Melissa French-Stephenson and David Stephenson know the devastation of losing a baby to Sudden Infant Death Syndrome (SIDS). In 2002, they lost their 3-month-old, Jon, to SIDS while he was at daycare. He was their first baby.
“We were late to daycare because he was in such a good mood that morning and we spent some time playing,” French-Stephenson said. “We have a video from earlier that week where he is laughing, smiling and kicking.”
The Stephensons, who live in San Antonio, Texas, now have two healthy boys, but they wanted to honor Jon’s legacy. They founded Jon’s Run, an organization that hosts a yearly 5K run that supports families who have lost a baby or young child and raises money for SIDS research.
“When you lose a baby to SIDS, you feel like they never had a chance to get started in life,” French- Stephenson said. “We were devastated when we lost Jon and felt it was important to bring other parents together who had lost a child to SIDS, or from any cause, to support each other in their grief.”
The Stephensons are committed to advancing SIDS research and Jon’s Run recently donated $20,000 to support a study by Dr. Daniel Rubens, an anesthesiologist at Seattle Children’s Hospital and principal investigator at Seattle Children’s Research Institute. Rubens will investigate a possible association between SIDS and hearing abnormalities in newborns.
“We’re excited to support Dr. Rubens’ work and hope answers come from this research,” French-Stephenson said.
Looking for an answer in the ears
Rubens is partnering on a study called the Oto-Acoustic Signals in SIDS (OASIS) study that will investigate a possible association between SIDS and hearing abnormalities on the newborn hearing test. He is working with The Lullaby Trust in the United Kingdom and Dr. Peter Fleming, pediatrician and professor at Bristol University, to launch the study in May.

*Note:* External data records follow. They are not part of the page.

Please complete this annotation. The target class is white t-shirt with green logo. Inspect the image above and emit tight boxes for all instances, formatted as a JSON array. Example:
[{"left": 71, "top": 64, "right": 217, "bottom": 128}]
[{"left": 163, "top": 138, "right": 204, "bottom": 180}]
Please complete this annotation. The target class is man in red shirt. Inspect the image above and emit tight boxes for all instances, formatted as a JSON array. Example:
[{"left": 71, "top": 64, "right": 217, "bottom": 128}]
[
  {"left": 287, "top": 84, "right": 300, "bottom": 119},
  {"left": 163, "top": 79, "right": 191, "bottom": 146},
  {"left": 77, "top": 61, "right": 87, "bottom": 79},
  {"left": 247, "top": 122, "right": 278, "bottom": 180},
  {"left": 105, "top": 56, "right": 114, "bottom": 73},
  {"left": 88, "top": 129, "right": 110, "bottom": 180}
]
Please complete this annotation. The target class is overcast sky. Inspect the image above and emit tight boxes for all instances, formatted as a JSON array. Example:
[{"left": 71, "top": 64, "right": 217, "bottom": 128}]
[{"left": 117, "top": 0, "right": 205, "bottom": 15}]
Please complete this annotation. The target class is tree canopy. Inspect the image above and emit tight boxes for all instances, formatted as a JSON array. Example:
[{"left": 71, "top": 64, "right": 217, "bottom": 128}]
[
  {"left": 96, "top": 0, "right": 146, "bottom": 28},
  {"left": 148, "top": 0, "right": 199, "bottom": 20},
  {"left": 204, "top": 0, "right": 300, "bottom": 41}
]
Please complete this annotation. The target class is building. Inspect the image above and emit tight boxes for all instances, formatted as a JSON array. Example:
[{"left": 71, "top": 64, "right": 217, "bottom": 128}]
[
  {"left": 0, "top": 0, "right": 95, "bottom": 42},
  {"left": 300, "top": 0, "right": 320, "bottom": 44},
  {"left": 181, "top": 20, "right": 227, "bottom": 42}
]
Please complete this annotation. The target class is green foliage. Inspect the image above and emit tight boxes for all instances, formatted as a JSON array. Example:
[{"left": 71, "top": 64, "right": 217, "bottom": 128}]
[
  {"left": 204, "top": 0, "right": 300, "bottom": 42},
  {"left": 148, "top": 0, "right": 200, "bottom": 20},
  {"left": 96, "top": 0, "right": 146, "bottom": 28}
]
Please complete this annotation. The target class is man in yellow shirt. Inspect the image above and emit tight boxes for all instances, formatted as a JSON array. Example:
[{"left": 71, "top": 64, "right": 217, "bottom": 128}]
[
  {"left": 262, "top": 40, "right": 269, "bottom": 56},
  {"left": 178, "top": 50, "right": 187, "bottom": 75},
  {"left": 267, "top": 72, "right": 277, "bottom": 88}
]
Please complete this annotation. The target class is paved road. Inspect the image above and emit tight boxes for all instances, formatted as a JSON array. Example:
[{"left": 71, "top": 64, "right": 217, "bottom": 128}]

“We keep working away to understand the cause of sudden infant deaths, and we are not giving up,” Rubens said. “Solving SIDS is our mission. This study will give researchers access to comprehensive data that could yield important insights into how an infant’s hearing and associated risk factors can impact the risk for SIDS. What is most promising about this study is that we are considering a way to detect infants at risk well before a potential fatal event.”
SIDS is defined as the sudden death of an infant less than 1 year of age that cannot be explained after a thorough investigation including an autopsy, examination of the death scene and a review of clinical history. According to the Centers for Disease Control, SIDS is the leading cause of death in infants 1 to 12 months old. About 2,000 babies born in the United States die each year from SIDS.
Rubens thinks that babies with inner ear damage are not able to wake up or move themselves away from danger if their breathing is compromised. The babies suffer from a lack of oxygen and build up of carbon dioxide in their bodies while asleep and they can die.
“Parents can do everything correctly and this can still happen,” he said. “We are not suggesting that SIDS only occurs because of inner ear dysfunction. Rather, we believe the inner ear plays an important role in relaying vital information to other areas of the brain involved in survival. If this region is damaged, I believe it is part of the underlying specific condition that leads to SIDS.”
Working to understand and prevent SIDS
The study will examine the newborn hearing tests and death records of babies who have died of SIDS, and compare those with newborn hearing tests of babies born during the course of the study. The team will examine the data for patterns that indicate that abnormal hearing test results may increase the risk of SIDS. In addition, the teams will interview mothers of babies about lifestyle habits such as smoking, diet and sleeping position of babies, which are all known to affect the risk of SIDS.
The team will conduct the study in the United Kingdom because newborn hearing tests and infant death records are standardized and the data is consistent across the country. In the United States, infant hearing tests and death reports are inconsistent because each state and county has its own process.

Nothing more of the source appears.